By Timothy Rawles / NewsBreak Pinal County, AZ
Travelers visit destinations for a variety of reasons. Some love to discover unique and interesting landmarks that are specific to the regions they explore. These sites create indelible memories.
There might not be a better example of this than the St. Anthony’s Monastery located in the middle of the Sonoran Desert, about 80 miles Southeast of Phoenix, in Florence.
This beguiling site is probably one of the most intriguing travel stops in Arizona. The story of how it got there is just as unique.
In 1995 Elder Ephraim sent six monks, including Geronda Ephraim, to the Sonoran Desert in hopes of finding a suitable spot to build a monastery. This divine hermitage was to be established in the name of Saint Anthony the Great, the father of monasticism. According to the church, as the group searched within the scorching desert heat, they all heard bells ringing seemingly from heaven. Ephraim took it as a sign and decided to raise the cross on the spot.
Building began in the scorching summer of July 1995. A part of the desert was cleared away and two trailers were placed on the property. These would be the first structures on the holy grounds, one would become a temporary chapel and dining room, the other a guesthouse.
In the fall more monks would arrive as did aspiring ones who wanted to help build the isolated monastery. By 1996, the main church was still not complete, however, the Feast of St. Anthony the Great was still celebrated and Priest-monk Paisios was enthroned as the first abbot, or leader, of St. Anthony’s.
Eventually, two more trailers were added opposite the others, forming a makeshift courtyard in the middle where the church was being built. Next to that, they constructed a refectory.
Along with its beautiful architecture, St. Anthony’s has some of the most magnificently landscaped gardens in the state. Along with native plants, there is also a selection of citrus and olive trees. A vineyard was also planted. The monastery’s elaborate gardens and serene pathways are gorgeous during the day, but at night they become seemingly magical with dramatic up lighting and luminous walkways.
Eight chapels were constructed to honor the saints and their relics. According to the website, a ninth chapel is forthcoming. These quiet places are for honoring past monks and serving as private prayer havens. St. Anthony’s has become the largest Orthodox monetary in the Western Hemisphere.
Today, the monastery is used by the Greek Orthodox community in central Arizona and sanctuary to more than 40 monks. Visitors are welcome and can even attend services and tour the gardens. But since it is an active place of worship, respect must be given. That includes wearing the appropriate clothing.
The guidelines according to the website are as follows:
Women are kindly asked to wear long-sleeved, loose-fitting shirts that fully cover the chest up to the neck; long skirts (or dresses) without deep slits; scarves that cover the head and wrap under the chin and around the neck, so that the neck is also covered.
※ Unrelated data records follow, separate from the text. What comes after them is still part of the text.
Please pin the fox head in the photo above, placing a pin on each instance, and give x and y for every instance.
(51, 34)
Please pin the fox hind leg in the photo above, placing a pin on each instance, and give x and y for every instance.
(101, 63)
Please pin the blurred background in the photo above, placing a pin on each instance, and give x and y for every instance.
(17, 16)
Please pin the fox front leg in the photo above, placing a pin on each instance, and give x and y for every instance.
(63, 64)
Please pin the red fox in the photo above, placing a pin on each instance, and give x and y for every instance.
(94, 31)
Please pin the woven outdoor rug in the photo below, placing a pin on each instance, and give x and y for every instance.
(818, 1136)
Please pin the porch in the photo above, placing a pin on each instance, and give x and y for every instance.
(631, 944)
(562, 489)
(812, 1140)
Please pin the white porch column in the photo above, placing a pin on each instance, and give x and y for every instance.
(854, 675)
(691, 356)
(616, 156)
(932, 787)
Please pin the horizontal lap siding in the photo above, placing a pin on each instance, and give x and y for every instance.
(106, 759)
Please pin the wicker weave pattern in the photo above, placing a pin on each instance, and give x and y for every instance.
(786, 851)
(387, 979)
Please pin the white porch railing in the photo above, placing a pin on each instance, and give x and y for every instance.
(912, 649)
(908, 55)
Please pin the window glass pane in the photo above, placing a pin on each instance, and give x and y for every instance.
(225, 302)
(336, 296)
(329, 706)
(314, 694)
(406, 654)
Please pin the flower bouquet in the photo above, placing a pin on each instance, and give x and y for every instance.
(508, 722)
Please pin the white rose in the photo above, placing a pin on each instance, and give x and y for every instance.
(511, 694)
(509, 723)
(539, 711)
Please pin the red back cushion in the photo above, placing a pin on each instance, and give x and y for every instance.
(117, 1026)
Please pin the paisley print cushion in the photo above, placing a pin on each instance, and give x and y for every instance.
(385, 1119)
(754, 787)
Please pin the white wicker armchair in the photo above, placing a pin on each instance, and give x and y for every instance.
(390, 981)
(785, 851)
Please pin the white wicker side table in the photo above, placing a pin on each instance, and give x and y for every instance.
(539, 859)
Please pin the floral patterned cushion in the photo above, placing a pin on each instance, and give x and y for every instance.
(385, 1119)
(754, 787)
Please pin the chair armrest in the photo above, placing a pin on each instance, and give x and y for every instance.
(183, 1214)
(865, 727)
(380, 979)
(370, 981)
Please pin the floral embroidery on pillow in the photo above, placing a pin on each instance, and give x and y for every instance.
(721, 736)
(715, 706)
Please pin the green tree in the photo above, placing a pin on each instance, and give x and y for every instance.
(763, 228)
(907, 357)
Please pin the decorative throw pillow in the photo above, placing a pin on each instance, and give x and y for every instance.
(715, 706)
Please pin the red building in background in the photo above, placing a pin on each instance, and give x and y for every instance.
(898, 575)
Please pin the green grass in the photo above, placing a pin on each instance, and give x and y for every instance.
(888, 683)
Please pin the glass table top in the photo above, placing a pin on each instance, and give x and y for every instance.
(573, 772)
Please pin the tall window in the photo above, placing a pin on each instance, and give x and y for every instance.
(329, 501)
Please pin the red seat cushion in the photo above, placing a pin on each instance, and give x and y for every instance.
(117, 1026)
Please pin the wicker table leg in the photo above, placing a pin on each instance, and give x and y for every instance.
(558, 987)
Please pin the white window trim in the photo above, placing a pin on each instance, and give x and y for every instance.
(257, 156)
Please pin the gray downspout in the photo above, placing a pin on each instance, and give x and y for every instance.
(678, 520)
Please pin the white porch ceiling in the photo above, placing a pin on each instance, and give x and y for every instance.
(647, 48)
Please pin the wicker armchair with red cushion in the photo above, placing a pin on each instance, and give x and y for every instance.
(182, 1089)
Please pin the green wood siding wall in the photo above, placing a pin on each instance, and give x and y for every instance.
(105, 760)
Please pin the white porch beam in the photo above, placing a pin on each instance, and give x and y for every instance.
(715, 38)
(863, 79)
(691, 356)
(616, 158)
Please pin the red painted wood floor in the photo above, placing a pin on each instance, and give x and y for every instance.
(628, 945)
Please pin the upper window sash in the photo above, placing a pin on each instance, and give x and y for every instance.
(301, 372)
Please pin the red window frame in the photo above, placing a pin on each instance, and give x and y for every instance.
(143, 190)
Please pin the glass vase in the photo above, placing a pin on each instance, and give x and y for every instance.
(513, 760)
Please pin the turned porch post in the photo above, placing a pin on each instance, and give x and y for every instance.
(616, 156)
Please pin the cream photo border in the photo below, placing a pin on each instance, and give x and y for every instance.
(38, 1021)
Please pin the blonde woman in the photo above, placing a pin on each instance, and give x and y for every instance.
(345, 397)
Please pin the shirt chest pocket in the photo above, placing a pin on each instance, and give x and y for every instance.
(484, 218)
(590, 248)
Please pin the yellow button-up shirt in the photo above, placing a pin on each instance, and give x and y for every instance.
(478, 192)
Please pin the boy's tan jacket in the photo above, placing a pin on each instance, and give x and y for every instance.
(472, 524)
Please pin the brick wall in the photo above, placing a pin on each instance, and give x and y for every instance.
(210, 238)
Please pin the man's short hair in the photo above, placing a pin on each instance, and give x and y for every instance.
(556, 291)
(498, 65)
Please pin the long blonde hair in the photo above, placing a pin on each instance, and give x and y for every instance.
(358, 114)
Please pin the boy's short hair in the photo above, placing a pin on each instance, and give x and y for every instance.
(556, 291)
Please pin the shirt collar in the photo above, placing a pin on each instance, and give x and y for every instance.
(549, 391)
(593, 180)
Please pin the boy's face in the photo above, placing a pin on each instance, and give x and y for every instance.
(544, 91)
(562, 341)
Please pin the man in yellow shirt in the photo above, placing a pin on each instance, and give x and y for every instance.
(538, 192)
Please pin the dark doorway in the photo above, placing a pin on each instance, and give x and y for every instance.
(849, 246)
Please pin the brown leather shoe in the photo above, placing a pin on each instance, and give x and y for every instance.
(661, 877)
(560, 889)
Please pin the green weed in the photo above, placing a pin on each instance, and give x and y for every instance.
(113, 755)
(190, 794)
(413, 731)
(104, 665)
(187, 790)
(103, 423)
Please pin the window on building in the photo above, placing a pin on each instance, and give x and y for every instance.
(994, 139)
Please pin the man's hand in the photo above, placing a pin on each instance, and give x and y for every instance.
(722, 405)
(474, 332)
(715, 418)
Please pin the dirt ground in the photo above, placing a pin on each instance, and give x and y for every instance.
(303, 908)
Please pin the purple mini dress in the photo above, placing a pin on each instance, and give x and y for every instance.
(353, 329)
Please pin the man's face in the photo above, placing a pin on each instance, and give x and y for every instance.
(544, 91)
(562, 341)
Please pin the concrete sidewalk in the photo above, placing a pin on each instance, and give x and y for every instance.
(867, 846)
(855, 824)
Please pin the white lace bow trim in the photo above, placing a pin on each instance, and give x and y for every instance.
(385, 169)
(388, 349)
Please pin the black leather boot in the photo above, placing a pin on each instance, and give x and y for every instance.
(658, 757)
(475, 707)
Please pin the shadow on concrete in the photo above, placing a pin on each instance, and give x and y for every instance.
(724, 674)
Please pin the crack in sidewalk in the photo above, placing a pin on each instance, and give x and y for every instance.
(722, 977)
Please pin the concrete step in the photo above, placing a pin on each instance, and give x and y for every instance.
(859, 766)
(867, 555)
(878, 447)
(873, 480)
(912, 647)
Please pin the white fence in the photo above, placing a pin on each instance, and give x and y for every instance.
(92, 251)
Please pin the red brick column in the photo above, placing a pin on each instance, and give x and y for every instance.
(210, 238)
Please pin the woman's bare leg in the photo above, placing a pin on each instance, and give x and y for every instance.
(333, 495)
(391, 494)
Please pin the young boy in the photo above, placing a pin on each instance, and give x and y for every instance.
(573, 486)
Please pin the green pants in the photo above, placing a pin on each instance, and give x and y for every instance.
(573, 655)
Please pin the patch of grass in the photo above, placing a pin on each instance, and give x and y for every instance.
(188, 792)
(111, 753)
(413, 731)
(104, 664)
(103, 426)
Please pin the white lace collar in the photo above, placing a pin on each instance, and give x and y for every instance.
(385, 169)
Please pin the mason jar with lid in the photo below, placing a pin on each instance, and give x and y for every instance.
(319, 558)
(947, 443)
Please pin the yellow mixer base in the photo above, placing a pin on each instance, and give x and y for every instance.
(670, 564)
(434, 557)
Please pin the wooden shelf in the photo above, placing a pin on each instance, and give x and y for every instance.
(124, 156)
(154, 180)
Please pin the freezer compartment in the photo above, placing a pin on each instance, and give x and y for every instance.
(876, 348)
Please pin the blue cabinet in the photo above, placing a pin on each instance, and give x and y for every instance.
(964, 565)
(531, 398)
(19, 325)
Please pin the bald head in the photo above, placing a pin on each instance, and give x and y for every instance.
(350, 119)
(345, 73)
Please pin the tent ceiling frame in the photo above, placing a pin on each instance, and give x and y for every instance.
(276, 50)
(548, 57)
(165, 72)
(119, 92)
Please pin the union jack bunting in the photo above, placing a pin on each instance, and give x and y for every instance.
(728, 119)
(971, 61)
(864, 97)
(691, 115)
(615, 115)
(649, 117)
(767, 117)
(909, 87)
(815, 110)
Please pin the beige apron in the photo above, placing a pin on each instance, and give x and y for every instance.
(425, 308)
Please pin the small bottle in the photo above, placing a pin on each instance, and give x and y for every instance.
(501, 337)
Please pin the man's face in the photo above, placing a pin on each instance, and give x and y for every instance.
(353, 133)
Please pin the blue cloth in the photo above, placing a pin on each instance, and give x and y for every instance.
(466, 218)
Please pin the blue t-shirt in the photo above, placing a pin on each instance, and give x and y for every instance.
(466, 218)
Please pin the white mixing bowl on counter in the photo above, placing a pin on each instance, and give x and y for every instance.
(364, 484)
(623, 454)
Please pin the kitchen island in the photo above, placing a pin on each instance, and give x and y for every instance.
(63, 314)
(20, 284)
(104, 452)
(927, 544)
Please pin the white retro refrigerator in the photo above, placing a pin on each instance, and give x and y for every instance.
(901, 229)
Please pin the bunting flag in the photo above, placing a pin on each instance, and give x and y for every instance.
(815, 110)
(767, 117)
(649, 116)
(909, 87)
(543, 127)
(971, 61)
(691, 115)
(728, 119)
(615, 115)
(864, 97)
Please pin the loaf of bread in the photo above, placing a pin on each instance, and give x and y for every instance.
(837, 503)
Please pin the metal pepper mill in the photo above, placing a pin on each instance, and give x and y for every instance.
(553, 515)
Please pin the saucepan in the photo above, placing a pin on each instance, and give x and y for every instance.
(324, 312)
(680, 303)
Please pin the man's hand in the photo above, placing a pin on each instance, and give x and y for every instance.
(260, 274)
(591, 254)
Please refrain from wearing lipstick when venerating icons and receiving Holy Communion. Please remove any visible face or body piercing jewelry.
Men are kindly asked to wear long pants and long-sleeved shirts. Please, no baseball caps or clothing with inappropriate words or images. Inside, especially in church, men are asked to keep their heads uncovered. Please remove any visible face or body piercing jewelry.
For both men and women, socks (at least ankle-high) with shoes or sandals are to be worn at all times. Please do not wear sheer stockings. Please wear practical and comfortable flat shoes while at the monastery since it is desert terrain and the pathways are of rough flagstone. Please do not wear high heels, platform shoes, or open-toed sandals.
If you are not prepared and in need of appropriate clothing, you can visit the bookstore which has a limited supply of temporary attire.
Located on North St. Joseph’s Way in Florence, the St. Anthony’s Monastery is a beautiful oasis that should not be missed by locals and tourists alike.